Way back in 2011, Nokia announced that Microsoft's Windows software would replace the Symbian OS on all its smart phones. The partnership has proved fruitful – Nokia has released a number of popular Windows-powered phones, including the high-powered Lumia 1020

And now the two companies are taking their relationship to the next level.
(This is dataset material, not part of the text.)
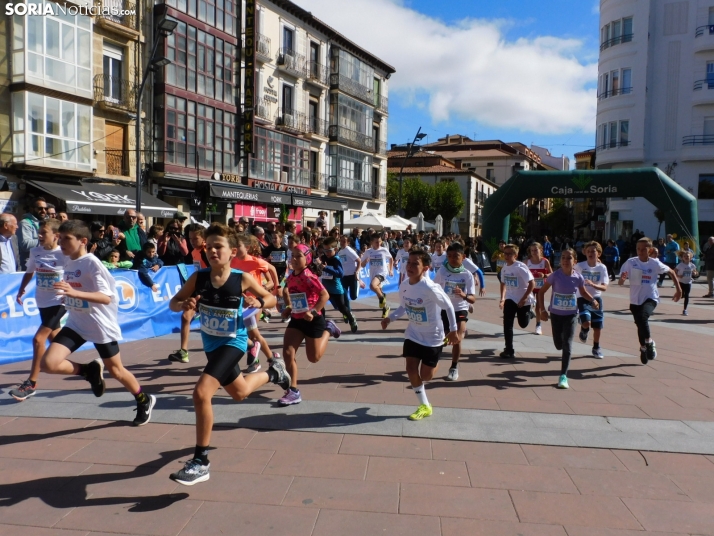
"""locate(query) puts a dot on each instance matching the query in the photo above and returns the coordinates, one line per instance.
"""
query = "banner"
(142, 313)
Earlier today, Microsoft officially announced that it would acquire Nokia in a cash deal worth more than $7 billion – a deal that includes all of Nokia's valuable patents. 

"Now is the time to build on this momentum and accelerate our share and profits in phones," Microsoft CEO Steve Ballmer said in an e-mail to Microsoft employees obtained by Joanna Stern of ABC. "Clearly, greater success with phones will strengthen the overall opportunity for us and our partners to deliver on our strategy to create a family of devices and services for individuals and businesses that empower people around the globe at home, at work and on the go, for the activities they value most."

Microsoft's mobile market share remains relatively small compared to that of Apple and Google's Android. But earlier this month, Kantar Worldpanel ComTech reported that Windows Phone had reached an 8.2 percent market share across the major European markets – the highest level for Windows Phone ever. According to Kantar Worldpanel, "one in 10 smartphone sales in Britain, France, Germany and Mexico" is a Windows device. 

By acquiring Nokia, Microsoft is signaling its willingness to continue to ramp up its presence in the smart phone wars. 

But what about Nokia? Well, over at BusinessWeek, Joshua Brustein calls the move "a blessing" for the Finnish company.

"Life is grim these days for second-tier smartphone companies," he says. "Nokia’s global market share in the mobile phone market has dropped to 14 percent, down from 19.9 percent a year ago, according to Gartner. The revenue the company brings in from its devices and services division is down by more than half since 2008. Perhaps most ominously, Nokia doesn’t register at all on the list of top smartphone sellers."

In other words, in many ways, the acquisition is the best that Nokia could have hoped for.